Aaron: Both of those challenges were balancing acts. In true judgment at the time we should have chosen the dragon boat, but when you rip that card you are in Race mind. You can’t start over or under-thinking, because you don’t know. You don’t fully understand until you get there.
How tough was this thing mentally?
Deb: It’s challenging. You have no idea where you’re going to be or what you’re going to do.

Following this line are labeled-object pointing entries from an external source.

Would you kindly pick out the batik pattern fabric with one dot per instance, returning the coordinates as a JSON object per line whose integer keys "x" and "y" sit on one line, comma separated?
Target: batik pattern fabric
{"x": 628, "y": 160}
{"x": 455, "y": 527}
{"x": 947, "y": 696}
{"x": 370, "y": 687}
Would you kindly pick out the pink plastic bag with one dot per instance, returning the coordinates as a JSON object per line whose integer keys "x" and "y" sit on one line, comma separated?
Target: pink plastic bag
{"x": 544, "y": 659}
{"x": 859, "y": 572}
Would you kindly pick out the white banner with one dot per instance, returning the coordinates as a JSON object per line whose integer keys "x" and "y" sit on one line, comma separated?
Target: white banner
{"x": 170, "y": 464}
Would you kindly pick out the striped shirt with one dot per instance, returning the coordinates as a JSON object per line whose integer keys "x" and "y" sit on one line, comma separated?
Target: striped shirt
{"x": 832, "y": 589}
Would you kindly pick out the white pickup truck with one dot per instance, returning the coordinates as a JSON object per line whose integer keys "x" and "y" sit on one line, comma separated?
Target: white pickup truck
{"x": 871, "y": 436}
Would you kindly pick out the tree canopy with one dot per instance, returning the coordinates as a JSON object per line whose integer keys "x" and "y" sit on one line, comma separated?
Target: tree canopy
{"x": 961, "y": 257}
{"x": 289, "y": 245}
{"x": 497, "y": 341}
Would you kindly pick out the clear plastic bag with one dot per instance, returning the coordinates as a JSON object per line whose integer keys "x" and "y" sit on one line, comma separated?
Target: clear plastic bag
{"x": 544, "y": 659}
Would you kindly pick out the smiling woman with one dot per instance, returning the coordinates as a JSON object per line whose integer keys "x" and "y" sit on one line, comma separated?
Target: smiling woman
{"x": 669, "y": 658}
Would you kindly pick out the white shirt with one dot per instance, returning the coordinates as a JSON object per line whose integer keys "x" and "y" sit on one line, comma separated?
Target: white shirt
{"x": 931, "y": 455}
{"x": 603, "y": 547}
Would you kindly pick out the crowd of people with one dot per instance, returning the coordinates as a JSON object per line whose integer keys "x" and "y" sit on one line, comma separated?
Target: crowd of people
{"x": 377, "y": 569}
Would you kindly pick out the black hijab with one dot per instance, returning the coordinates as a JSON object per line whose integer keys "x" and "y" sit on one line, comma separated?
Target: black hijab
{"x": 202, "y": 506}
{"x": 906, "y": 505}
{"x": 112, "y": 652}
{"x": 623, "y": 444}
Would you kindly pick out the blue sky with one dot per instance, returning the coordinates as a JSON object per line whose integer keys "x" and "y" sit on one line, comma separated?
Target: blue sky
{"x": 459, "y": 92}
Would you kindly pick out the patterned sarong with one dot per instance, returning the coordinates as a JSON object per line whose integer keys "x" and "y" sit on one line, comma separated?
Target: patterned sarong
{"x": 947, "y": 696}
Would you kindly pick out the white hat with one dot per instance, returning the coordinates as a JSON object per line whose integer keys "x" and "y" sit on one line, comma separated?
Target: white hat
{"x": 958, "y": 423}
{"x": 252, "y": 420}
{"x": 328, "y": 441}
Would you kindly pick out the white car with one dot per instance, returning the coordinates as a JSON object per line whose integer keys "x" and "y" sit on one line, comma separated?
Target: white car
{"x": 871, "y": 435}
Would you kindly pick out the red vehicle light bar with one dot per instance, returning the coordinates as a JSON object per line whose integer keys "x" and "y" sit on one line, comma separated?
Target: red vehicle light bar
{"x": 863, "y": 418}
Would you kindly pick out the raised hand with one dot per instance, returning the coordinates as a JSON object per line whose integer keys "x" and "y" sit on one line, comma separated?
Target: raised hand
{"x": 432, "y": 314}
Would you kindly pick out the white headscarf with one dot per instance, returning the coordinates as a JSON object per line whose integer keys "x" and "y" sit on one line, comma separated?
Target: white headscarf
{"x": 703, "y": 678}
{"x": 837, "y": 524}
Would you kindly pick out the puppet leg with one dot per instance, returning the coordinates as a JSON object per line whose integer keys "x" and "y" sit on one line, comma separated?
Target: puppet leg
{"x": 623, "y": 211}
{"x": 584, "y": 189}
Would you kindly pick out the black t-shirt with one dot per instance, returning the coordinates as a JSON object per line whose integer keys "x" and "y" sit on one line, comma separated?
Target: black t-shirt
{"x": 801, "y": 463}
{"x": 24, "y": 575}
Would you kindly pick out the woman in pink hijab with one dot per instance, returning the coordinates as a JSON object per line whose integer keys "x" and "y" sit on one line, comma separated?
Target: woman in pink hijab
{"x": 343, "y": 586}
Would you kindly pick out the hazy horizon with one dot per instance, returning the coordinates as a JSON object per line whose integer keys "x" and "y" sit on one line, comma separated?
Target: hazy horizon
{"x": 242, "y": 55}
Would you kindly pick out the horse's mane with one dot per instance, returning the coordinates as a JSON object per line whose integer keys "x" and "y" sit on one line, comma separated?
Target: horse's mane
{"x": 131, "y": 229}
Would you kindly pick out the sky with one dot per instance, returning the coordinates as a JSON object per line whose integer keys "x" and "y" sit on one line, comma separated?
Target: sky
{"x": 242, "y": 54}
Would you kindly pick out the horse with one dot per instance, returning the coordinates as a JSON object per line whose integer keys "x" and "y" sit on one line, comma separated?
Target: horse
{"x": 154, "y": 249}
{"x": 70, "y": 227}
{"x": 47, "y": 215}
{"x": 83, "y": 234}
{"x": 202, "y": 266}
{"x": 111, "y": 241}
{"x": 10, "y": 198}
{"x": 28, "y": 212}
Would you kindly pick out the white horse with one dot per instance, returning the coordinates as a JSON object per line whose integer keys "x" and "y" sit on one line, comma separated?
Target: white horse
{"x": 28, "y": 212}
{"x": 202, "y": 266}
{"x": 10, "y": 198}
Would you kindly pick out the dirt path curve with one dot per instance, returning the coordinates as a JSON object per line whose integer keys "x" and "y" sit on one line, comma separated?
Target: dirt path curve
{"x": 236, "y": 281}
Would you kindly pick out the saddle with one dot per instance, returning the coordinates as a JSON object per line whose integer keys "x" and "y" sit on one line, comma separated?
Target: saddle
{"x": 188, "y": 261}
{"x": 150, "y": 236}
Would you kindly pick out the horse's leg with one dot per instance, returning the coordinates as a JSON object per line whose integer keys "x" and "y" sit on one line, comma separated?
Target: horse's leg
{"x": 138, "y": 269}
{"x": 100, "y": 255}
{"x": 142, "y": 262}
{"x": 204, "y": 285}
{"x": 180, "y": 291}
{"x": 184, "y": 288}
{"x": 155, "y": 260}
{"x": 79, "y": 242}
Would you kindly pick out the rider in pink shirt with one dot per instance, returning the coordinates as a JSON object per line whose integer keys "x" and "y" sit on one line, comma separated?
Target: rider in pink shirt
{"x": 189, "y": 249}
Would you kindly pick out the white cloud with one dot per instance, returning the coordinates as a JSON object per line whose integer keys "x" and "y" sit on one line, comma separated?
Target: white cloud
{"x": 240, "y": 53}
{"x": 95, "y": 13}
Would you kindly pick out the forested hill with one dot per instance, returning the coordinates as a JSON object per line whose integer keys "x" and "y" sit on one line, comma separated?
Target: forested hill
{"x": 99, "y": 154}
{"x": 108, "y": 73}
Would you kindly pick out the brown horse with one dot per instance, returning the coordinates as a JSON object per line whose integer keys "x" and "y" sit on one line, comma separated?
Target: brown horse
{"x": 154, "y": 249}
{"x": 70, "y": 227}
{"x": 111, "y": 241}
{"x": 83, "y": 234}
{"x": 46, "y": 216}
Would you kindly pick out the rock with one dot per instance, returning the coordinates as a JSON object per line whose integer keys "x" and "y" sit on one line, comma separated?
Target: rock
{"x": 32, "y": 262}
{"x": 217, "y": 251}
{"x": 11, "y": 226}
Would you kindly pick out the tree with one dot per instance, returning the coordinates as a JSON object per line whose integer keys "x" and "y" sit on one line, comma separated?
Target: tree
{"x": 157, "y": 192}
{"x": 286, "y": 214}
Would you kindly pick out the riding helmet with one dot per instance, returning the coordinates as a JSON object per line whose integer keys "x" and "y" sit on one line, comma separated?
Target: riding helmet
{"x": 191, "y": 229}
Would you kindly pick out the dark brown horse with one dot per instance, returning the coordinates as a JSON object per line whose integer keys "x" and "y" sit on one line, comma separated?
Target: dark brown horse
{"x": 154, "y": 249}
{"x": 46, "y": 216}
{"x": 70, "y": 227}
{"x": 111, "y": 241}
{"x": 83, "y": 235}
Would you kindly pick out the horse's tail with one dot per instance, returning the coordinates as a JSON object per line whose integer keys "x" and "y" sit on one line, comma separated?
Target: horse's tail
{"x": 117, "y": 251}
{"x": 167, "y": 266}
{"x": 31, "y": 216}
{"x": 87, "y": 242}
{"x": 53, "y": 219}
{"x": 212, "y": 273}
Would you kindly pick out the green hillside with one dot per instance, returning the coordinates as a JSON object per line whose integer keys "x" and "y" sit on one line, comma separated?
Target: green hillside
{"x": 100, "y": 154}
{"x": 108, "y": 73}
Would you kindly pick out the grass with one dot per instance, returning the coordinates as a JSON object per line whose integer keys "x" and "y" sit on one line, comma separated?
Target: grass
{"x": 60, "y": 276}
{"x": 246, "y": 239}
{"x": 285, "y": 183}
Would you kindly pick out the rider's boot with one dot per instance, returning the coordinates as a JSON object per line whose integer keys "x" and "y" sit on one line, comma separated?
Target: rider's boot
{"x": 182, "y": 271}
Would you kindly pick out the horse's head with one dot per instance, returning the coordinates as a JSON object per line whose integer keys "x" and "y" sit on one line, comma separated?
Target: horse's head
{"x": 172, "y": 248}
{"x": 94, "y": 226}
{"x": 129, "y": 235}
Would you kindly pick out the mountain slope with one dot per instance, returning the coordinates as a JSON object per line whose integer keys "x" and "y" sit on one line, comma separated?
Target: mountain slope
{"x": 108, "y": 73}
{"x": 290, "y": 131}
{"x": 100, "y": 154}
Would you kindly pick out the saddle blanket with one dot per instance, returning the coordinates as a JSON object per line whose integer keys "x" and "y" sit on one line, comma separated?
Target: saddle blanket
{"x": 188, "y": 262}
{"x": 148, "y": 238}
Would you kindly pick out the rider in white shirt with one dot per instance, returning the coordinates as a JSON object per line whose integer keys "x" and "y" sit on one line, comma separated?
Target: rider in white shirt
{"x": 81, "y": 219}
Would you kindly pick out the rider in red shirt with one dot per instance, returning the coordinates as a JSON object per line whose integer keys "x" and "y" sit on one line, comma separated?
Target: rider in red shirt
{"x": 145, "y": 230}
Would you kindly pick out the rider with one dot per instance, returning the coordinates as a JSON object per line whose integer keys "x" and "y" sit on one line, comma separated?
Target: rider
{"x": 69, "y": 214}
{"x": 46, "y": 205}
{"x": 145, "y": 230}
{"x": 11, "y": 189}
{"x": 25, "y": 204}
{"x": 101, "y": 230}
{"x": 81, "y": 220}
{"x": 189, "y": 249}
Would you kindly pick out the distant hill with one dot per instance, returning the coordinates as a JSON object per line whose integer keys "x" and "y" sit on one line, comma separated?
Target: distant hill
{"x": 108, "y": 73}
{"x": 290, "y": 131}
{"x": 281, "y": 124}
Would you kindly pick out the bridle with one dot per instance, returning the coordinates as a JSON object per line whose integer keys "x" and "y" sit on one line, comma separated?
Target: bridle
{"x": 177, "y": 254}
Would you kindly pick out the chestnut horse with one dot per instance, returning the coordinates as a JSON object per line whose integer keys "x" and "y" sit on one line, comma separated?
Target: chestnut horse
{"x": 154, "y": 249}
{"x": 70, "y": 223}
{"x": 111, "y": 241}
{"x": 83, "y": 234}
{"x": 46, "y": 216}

We got a clue that said ‘uptight…’ well I was uptight that morning. Would you have figured it out? You just go and then you find out what it is. So mentally it’s hard to prepare for. And physically you don’t know what to prepare for. Yeah I can ride a bike, but I’m looking straight ahead and leisurely looking at things around you. Bike polo? Not at the same time!
Aaron, you had listed your mom’s mini temper tantrums as a potential stressor for your team in your original bio—we didn’t see any, but Deb, did you have any?
Aaron: Unfortunately the world didn’t get to see them but I see them on a daily basis. She gets into these modes where she’s just hard to get out of them and she’ll pout, she’ll kick and scream like a toddler.
Aaron: See what I mean? No… there was one instance in the first leg with our cab driver. My mom was giving him a hard time being like, ‘We’re on a budget, you promised us it was only going to be this much.’ And then it grew from there. But it didn’t make it to air. I love my mom no matter what. Her tantrums definitely could have slowed us down in the future.
Deb: But they also could have pushed me too.
Aaron: Yes. There are good things about it too. She could go into ‘Mom Rage Mode,’ and she’s scary in that mode.
Deb: I’ll do anything to protect my kids, believe me.
Any regrets on wearing those suits instead of athletic wear?
Aaron: Nope. We are the suits, it is what identifies us and our profession and our suits were not the thing that hindered us, at all.
Deb: Nope. They’re very comfortable. We do more than what you saw on the show in our suits. Like, we do everything in our suits because that’s what we wear every day. Why wear something you’re not comfortable with?